Hilder Vitor Lima Pereira
FINAL: Faster FHE instantiated with NTRU and LWE 📺
The NTRU problem is a promising candidate to build efficient Fully Homomorphic Encryption (FHE).However, all the existing proposals (e.g. LTV, YASHE) need so-called `overstretched' parameters of NTRU to enable homomorphic operations. It was shown by Albrecht~et~al. (CRYPTO~2016) that these parameters are vulnerable against subfield lattice attacks. Based on a recent, more detailed analysis of the overstretched NTRU assumption by Ducas and van Woerden (ASIACRYPT~2021), we construct two FHE schemes whose NTRU parameters lie outside the overstretched range.The first scheme is based solely on NTRU and demonstrates competitive performance against the state-of-the-art FHE schemes including TFHE. Our second scheme, which is based on both the NTRU and LWE assumptions, outperforms TFHE with a 28\% faster bootstrapping and 45\% smaller bootstrapping and key-switching keys.

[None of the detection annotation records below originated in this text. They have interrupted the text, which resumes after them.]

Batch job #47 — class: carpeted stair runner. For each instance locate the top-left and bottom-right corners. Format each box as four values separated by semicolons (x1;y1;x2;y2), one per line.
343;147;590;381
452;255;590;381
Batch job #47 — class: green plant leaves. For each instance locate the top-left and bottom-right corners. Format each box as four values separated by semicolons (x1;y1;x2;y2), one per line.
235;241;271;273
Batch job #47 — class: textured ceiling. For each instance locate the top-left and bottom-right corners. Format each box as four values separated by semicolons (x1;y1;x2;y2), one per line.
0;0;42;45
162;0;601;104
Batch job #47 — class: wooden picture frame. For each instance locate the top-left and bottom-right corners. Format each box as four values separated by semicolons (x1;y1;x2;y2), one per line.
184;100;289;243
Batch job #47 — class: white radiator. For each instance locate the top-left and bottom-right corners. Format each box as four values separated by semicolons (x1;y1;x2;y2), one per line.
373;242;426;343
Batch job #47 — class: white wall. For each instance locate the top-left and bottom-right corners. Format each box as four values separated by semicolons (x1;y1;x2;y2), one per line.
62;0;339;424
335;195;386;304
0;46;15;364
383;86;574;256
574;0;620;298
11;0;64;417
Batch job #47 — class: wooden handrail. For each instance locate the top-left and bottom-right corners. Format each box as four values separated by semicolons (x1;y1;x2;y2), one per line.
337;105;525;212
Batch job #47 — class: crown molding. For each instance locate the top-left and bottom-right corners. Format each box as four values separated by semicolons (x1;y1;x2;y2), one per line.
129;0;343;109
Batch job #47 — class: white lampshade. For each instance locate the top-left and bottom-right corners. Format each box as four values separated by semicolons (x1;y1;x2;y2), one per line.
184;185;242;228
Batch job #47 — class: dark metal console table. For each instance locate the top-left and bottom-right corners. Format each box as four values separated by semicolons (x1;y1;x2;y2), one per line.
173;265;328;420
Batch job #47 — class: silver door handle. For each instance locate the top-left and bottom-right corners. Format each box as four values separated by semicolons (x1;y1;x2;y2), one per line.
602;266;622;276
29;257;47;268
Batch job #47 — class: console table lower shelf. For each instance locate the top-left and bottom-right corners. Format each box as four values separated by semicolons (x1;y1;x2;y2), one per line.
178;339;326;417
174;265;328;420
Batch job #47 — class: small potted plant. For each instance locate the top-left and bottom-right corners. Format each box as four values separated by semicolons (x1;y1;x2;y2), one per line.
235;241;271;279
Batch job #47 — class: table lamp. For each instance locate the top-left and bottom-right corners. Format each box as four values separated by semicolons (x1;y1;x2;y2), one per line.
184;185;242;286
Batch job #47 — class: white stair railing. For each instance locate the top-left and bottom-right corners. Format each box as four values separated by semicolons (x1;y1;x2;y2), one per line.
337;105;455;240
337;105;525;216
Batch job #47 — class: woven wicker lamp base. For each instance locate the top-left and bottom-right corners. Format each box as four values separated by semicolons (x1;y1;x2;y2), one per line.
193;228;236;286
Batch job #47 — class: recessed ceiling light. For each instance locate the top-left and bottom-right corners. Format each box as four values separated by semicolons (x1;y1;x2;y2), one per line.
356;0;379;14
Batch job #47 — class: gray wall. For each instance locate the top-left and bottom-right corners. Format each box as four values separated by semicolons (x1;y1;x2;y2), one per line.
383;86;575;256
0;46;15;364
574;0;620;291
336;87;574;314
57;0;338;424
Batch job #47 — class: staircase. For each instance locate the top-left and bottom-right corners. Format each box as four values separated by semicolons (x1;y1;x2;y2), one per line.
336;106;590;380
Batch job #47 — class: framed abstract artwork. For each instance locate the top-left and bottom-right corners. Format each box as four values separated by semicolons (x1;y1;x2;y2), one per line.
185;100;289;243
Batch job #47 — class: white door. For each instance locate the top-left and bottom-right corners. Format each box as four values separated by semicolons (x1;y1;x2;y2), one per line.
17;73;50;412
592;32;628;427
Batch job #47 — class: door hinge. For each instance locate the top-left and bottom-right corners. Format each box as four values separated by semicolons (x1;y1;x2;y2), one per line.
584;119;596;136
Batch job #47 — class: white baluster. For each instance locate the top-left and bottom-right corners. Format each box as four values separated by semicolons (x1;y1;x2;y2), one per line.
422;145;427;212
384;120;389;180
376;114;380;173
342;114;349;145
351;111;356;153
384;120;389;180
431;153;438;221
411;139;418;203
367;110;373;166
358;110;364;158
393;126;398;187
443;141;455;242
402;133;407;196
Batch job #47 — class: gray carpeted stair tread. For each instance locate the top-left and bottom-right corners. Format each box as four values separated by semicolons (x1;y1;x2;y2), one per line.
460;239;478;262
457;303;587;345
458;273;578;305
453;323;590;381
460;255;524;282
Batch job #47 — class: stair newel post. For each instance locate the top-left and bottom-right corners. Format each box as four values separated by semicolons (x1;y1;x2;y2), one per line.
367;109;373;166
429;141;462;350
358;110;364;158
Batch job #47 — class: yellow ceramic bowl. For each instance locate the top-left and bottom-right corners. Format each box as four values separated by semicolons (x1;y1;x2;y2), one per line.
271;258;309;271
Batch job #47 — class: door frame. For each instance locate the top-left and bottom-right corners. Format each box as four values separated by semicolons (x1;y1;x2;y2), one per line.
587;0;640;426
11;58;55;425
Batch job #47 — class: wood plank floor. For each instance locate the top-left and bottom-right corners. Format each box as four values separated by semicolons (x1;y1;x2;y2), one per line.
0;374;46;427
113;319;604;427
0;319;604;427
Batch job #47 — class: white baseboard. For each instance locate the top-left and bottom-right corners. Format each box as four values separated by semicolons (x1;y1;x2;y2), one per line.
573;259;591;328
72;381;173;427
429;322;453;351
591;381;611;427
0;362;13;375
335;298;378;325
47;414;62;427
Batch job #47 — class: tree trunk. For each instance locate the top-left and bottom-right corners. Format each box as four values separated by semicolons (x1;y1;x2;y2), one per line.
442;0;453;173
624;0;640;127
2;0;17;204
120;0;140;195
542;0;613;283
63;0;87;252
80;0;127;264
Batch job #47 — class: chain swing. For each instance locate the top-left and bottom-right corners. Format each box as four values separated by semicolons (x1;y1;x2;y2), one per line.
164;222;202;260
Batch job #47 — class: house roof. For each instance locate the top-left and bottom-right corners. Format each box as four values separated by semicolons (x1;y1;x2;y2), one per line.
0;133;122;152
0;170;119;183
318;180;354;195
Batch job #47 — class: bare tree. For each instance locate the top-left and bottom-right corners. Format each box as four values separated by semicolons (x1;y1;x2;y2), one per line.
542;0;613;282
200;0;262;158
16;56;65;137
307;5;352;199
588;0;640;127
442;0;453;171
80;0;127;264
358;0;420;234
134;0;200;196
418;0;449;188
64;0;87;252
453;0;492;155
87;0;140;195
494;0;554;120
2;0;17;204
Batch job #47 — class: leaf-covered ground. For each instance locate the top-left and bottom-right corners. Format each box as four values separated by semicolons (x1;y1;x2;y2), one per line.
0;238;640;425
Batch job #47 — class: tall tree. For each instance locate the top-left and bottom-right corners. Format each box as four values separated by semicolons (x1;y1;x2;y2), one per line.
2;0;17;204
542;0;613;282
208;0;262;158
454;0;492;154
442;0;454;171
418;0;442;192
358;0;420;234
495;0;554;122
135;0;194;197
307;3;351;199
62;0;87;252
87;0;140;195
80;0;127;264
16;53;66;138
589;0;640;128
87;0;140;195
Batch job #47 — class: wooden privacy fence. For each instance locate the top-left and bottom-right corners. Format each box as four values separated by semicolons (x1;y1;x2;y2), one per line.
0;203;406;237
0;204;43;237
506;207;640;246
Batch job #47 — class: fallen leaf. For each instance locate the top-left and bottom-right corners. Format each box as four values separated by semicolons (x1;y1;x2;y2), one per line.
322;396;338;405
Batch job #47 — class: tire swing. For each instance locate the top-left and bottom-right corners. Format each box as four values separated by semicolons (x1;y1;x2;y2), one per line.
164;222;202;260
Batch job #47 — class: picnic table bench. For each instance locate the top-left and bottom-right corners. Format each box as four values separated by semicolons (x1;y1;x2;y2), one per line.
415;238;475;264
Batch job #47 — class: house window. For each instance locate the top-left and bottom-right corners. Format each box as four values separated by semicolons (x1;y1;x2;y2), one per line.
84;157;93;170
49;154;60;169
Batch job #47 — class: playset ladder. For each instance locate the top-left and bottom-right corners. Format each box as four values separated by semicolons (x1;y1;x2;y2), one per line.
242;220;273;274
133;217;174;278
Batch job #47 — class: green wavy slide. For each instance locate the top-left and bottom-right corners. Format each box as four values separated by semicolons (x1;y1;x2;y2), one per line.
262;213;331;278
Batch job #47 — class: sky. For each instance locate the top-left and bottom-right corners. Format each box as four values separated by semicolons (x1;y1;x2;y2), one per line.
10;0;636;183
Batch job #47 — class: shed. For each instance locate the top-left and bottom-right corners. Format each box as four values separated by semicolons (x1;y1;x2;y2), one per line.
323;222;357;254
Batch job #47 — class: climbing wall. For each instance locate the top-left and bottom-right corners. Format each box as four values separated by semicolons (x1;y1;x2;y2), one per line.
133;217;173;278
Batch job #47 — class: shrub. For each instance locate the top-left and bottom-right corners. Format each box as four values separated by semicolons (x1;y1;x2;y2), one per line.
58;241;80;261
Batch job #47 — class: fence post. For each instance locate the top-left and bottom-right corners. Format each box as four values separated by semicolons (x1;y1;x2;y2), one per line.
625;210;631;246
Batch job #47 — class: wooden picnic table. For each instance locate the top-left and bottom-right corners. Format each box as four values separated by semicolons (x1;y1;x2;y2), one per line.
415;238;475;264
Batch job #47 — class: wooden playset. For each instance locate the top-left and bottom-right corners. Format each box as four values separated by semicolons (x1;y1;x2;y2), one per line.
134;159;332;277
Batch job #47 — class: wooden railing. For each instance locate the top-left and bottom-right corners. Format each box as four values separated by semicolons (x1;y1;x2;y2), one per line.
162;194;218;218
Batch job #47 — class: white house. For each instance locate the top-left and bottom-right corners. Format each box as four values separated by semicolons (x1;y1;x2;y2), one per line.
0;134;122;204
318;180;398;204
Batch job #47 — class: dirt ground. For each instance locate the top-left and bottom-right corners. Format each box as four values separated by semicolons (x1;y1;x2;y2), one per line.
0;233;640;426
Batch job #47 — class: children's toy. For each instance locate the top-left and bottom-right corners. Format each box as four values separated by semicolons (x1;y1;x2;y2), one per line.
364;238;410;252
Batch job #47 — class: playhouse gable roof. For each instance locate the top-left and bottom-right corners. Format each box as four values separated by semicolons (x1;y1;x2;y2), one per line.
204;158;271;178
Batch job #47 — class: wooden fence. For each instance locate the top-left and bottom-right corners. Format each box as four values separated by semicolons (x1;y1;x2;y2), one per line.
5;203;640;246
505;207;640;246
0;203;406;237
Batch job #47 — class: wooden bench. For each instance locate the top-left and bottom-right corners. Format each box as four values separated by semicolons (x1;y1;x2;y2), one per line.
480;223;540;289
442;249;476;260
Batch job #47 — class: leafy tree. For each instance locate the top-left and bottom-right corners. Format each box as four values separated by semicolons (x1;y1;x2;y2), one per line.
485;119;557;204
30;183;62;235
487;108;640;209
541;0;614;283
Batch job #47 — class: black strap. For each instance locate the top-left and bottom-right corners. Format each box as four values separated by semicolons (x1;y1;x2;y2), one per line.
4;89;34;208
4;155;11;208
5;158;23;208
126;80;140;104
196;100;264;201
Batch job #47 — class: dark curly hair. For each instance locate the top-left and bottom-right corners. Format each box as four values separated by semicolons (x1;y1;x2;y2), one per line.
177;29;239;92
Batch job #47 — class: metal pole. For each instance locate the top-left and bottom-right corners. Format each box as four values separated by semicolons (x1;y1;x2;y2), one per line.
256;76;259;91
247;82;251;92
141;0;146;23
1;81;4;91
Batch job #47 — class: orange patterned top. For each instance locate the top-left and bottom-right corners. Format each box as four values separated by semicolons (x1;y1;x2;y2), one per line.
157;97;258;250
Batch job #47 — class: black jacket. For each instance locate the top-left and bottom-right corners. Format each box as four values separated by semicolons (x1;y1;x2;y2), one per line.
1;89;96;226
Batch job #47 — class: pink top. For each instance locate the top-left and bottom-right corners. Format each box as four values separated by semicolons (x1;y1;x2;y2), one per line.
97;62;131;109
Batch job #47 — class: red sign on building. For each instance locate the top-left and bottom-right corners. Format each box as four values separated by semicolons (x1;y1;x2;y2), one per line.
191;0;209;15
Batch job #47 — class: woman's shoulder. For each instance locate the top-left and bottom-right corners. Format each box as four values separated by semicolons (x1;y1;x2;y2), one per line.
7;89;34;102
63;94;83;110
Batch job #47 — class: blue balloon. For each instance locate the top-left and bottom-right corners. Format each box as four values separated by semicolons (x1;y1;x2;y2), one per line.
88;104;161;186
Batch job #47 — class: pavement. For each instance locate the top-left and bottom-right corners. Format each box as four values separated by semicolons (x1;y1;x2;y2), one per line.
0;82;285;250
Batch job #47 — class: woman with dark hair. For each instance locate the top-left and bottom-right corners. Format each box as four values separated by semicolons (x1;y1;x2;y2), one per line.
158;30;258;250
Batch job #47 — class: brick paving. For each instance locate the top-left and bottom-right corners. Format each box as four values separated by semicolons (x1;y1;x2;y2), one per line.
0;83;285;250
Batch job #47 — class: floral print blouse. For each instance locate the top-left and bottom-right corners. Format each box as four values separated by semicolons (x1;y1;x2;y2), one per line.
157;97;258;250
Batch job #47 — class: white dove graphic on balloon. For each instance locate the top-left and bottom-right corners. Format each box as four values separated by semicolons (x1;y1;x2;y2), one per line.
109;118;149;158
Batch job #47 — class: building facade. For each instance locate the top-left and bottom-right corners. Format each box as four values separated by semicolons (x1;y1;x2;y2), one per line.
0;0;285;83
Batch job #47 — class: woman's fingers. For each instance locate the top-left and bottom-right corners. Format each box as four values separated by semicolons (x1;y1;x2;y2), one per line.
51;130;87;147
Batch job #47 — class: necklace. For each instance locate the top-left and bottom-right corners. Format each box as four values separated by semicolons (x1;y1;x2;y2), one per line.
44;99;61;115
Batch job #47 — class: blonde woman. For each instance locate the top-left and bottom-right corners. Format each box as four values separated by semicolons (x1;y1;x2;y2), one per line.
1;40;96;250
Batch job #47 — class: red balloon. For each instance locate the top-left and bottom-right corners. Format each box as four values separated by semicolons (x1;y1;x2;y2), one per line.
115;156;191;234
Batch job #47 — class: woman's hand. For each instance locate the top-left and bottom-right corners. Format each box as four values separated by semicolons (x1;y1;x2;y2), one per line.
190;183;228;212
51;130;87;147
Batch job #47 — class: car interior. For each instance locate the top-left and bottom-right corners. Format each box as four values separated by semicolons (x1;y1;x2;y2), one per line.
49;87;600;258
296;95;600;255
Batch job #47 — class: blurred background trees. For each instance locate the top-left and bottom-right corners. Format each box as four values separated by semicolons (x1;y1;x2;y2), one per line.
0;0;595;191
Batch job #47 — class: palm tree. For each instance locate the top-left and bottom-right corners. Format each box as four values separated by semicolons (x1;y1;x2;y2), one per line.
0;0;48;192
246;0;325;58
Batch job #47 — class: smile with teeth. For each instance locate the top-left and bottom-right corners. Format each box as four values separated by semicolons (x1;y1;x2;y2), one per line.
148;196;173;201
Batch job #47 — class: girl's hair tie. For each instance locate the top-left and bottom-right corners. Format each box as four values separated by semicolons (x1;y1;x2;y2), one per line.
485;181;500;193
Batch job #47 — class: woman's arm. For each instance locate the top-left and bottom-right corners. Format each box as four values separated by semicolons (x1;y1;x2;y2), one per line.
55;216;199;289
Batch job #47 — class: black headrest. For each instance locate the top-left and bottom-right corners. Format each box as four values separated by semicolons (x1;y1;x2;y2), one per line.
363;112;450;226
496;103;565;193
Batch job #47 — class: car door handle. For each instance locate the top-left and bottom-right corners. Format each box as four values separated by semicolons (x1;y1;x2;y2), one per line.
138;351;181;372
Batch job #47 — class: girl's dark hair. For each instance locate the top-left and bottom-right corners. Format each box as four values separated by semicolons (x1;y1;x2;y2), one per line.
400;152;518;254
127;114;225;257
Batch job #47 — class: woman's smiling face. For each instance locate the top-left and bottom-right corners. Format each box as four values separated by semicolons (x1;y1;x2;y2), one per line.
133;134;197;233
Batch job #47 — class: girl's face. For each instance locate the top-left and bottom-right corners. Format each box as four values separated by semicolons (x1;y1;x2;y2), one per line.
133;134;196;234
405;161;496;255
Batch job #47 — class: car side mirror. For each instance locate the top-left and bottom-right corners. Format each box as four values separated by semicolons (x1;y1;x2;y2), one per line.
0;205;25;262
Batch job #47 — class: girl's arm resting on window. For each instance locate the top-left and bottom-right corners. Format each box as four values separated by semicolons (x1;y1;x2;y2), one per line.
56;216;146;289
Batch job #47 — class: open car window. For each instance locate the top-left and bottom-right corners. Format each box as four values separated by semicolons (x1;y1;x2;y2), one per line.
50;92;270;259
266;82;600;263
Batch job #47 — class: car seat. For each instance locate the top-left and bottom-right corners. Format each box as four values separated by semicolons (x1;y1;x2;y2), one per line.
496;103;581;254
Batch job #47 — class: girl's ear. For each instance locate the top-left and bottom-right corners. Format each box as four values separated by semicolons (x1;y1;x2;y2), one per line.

Bootstrapping fully homomorphic encryption over the integers in less than one second 📺
One can bootstrap LWE-based fully homomorphic encryption (FHE) schemes in less than one second, but bootstrapping AGCD-based FHE schemes, also known as FHE over the integers, is still very slow. In this work we propose fast bootstrapping methods for FHE over the integers, closing thus this gap between these two types of schemes. We use a variant of the AGCD problem to construct a new GSW-like scheme that can natively encrypt polynomials, then, we show how the single-gate bootstrapping method proposed by Ducas and Micciancio (EUROCRYPT 2015) can be adapted to FHE over the integers using our scheme, and we implement a bootstrapping that, using around 400 MB of key material, runs in less than one second in a common personal computer.